В былые времена братья Куин редко сидели дома по вечерам. Не то что теперь, вздохнул Фил, вылезая из джипа. Кэм наверняка уютно устроился в своей комнате с женой, а Этан блаженствует в крохотном домике Грейс. Повезло парням…
Понимая, что все равно не сможет заснуть, Филип обогнул дом и прошел к тому месту, где лес сходился с заливом. Полная луна висела, как волшебный фонарь, в черном небе, заливая мягким светом темную воду, высокую траву, еще не опавшие листья. Цикады выводили свою однообразную убаюкивающую песню, в глубине леса без устали ухала сова.
Может, Фил и предпочитал приглушенный гул транспорта за окнами офиса или городской квартиры и, конечно, скучал по темпу городской жизни, выставкам и вечеринкам, быстрому калейдоскопу лиц, но он всегда ценил этот дом, наслаждался его покоем и надежностью, неизменными день за днем, год за годом.
Без этого дома он, несомненно, снова оказался бы в сточной канаве. И уже не выбрался бы из нее.
– Тебе всегда было тесно здесь. Ты всегда стремился к большему.
Фил почувствовал озноб. Холод даже не пробежал по позвоночнику, а словно прокатился мощной волной из самого нутра до кончиков пальцев. Там, где только что сквозь листву струился лунный свет, стоял отец.
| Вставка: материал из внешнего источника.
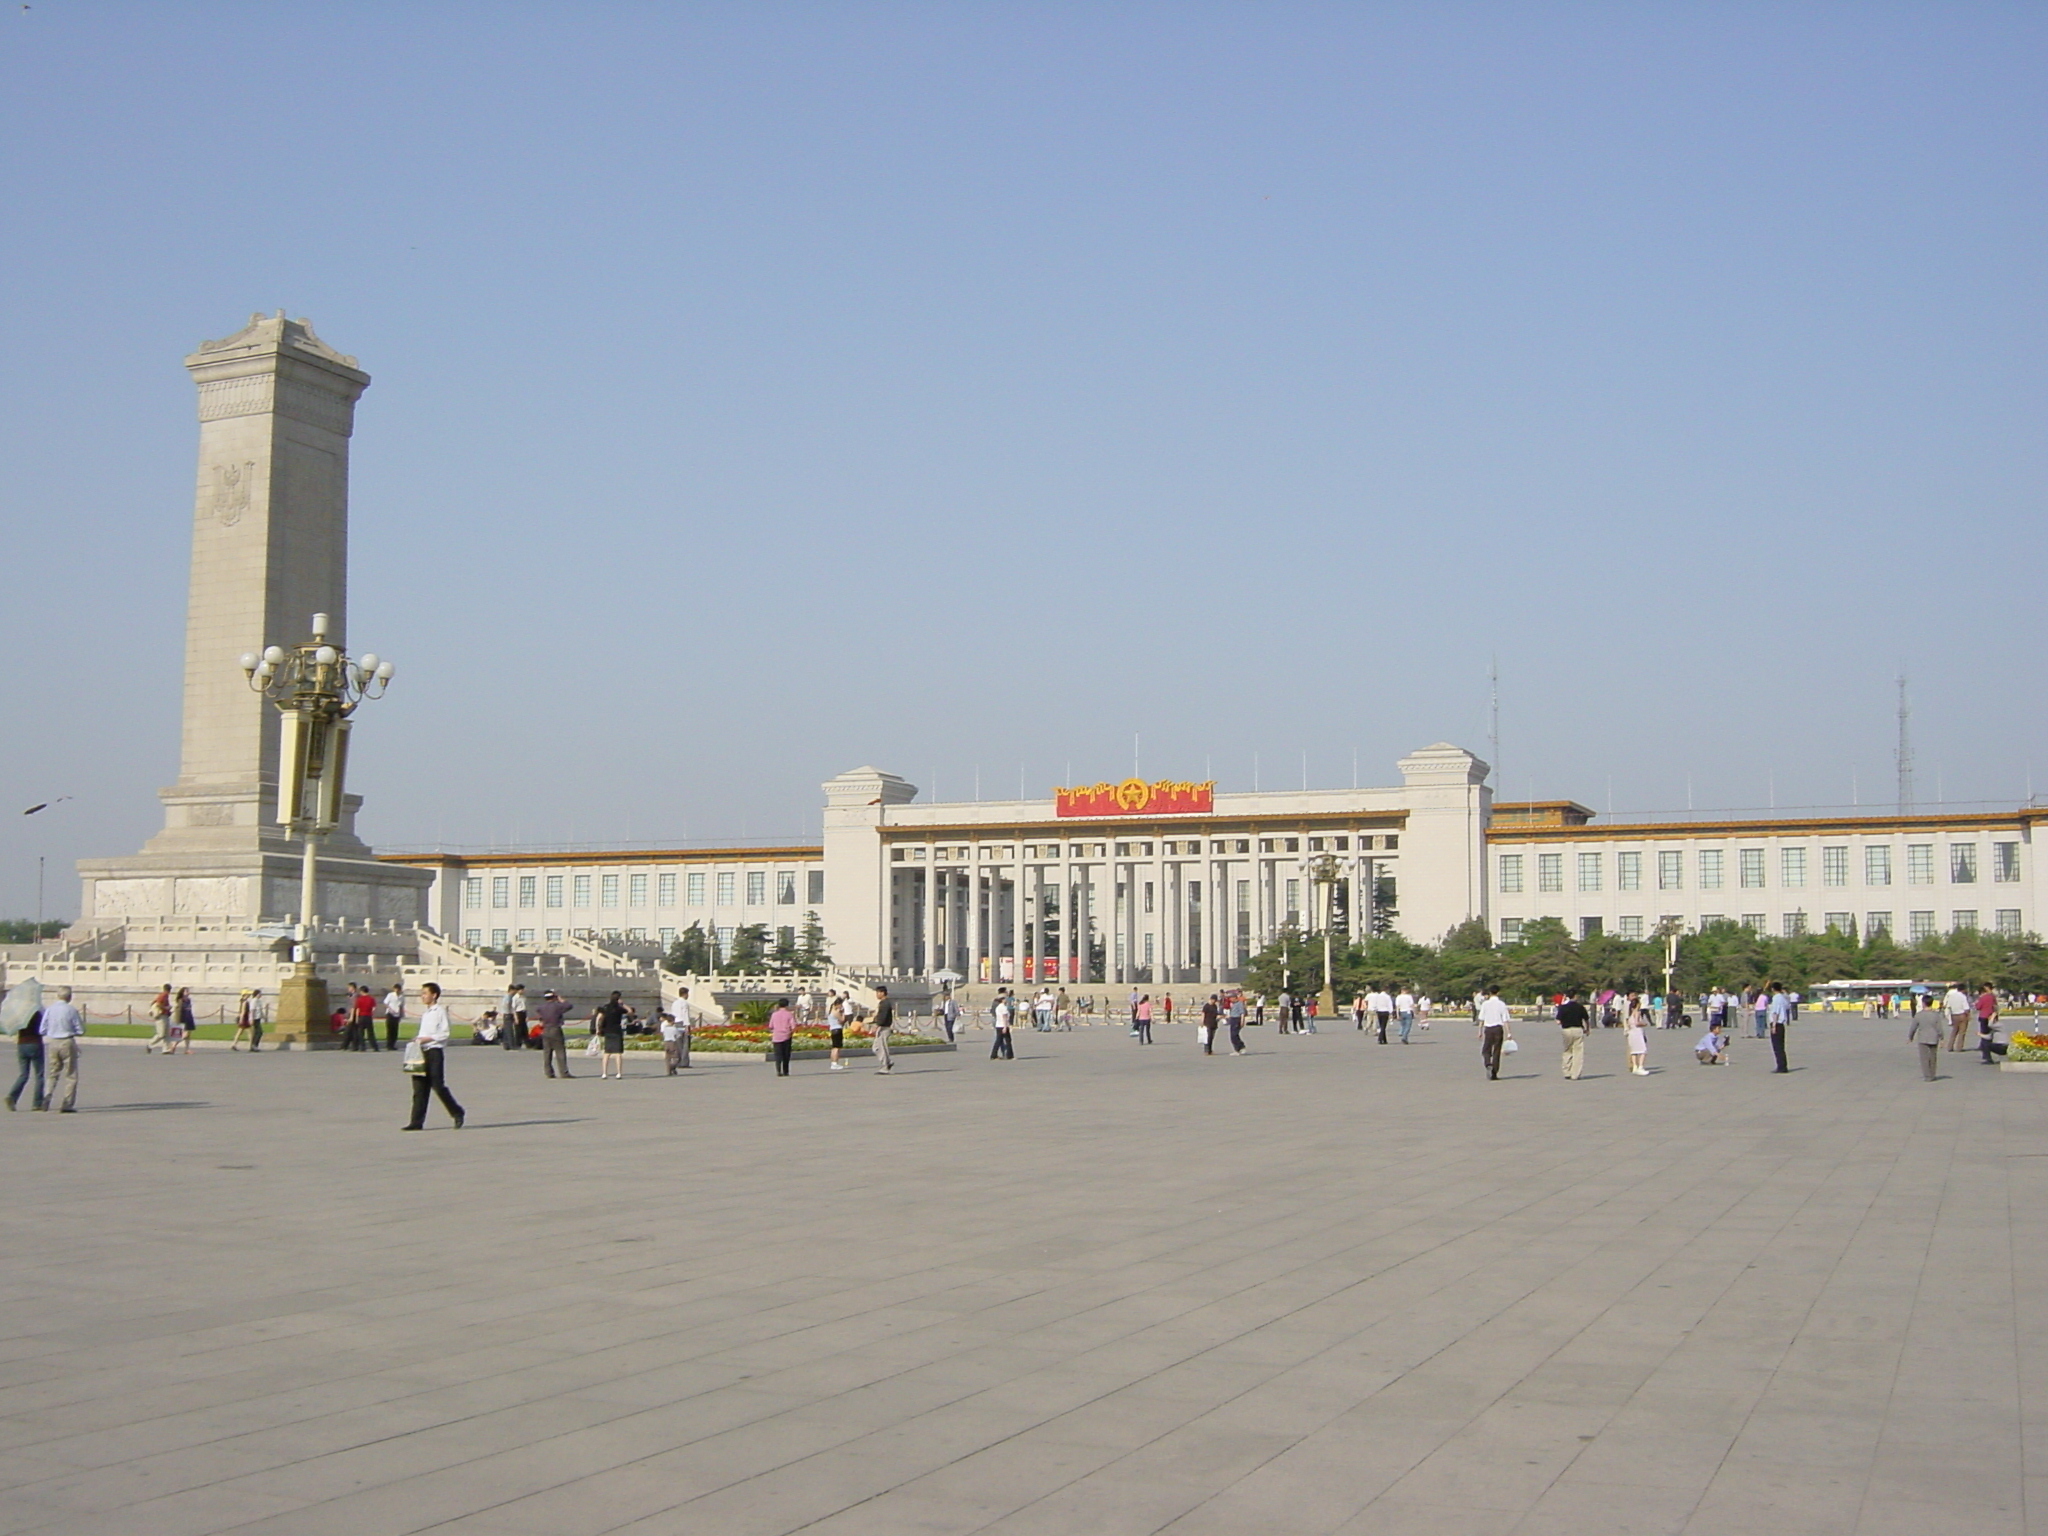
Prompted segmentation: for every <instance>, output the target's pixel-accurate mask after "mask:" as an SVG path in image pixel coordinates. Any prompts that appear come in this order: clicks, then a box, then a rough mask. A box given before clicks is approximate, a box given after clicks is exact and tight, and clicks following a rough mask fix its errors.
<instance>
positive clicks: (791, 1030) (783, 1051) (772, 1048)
mask: <svg viewBox="0 0 2048 1536" xmlns="http://www.w3.org/2000/svg"><path fill="white" fill-rule="evenodd" d="M795 1034H797V1016H795V1014H793V1012H791V1008H788V997H784V999H782V1001H778V1004H776V1006H774V1012H772V1014H770V1016H768V1044H770V1047H772V1049H774V1075H776V1077H788V1051H791V1038H793V1036H795Z"/></svg>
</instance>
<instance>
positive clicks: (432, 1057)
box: [399, 981, 465, 1130]
mask: <svg viewBox="0 0 2048 1536" xmlns="http://www.w3.org/2000/svg"><path fill="white" fill-rule="evenodd" d="M420 1001H422V1010H420V1032H418V1034H416V1036H414V1044H416V1047H420V1065H418V1069H414V1067H412V1063H408V1067H406V1069H408V1071H410V1073H412V1120H408V1122H406V1124H403V1126H399V1128H401V1130H426V1098H428V1094H432V1096H434V1098H438V1100H440V1108H444V1110H446V1112H449V1118H451V1120H455V1128H457V1130H461V1128H463V1118H465V1116H463V1106H461V1104H457V1102H455V1094H451V1092H449V1065H446V1055H449V1051H446V1044H449V1036H451V1034H455V1024H453V1020H451V1018H449V1010H446V1008H444V1006H442V1001H440V983H438V981H428V983H426V985H424V987H420Z"/></svg>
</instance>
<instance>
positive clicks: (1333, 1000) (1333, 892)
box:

Отец, которого он похоронил шесть месяцев назад.
– Я выпил только один стакан пива, – услышал Филип собственный голос.
– Ты не пьян, сынок. – Рэй шагнул вперед, и лунный свет замерцал в его густых седых волосах, в веселых синих глазах. – Сделай-ка пару глубоких вдохов, а то еще в обморок упадешь.
Филип выдохнул со свистом, но это не слишком помогло.
– Я лучше присяду. – И он опустился на траву медленно и неловко, как страдающий ревматизмом старик. – Я не верю в призраков, – обратился он к воде. – Я не верю ни в реинкарнацию, ни в жизнь после смерти, ни в гостей из потустороннего мира, ни в какие паранормальные явления.
– Ты всегда был самым практичным из моих сыновей. Для тебя реально только то, что можно увидеть, пощупать, понюхать.
Рэй сел рядом с Филом, вытянул длинные ноги и удовлетворенно вздохнул. Фил с удивлением посмотрел на изношенные отцовские кроссовки, которые сам запаковал в коробку для Армии спасения около полугода тому назад.
– Ну, – подбодрил его Рэй, – ты меня видишь, разве нет?
– Нет. У меня галлюцинация, как следствие переутомления и сексуальной неудовлетворенности.
– Я не собираюсь спорить с тобой. Слишком красивая ночь для споров.
– Просто я еще не смирился. – Филип говорил вслух, но исключительно с самим собой. – Я все еще переживаю из-за этой нелепой смерти и из-за всех этих вопросов, на которые нет ответа. Вот и разыгралось воображение.
– Я не сомневался, что из всех троих ты окажешься самым крепким орешком, – согласно кивнул Рэй. – Я знаю, что у тебя много вопросов. Я понимаю твою злость. И ты имеешь на нее право. Тебе пришлось круто изменить свою жизнь, взять на себя чужие обязательства. Ты это сделал, и я тебе благодарен.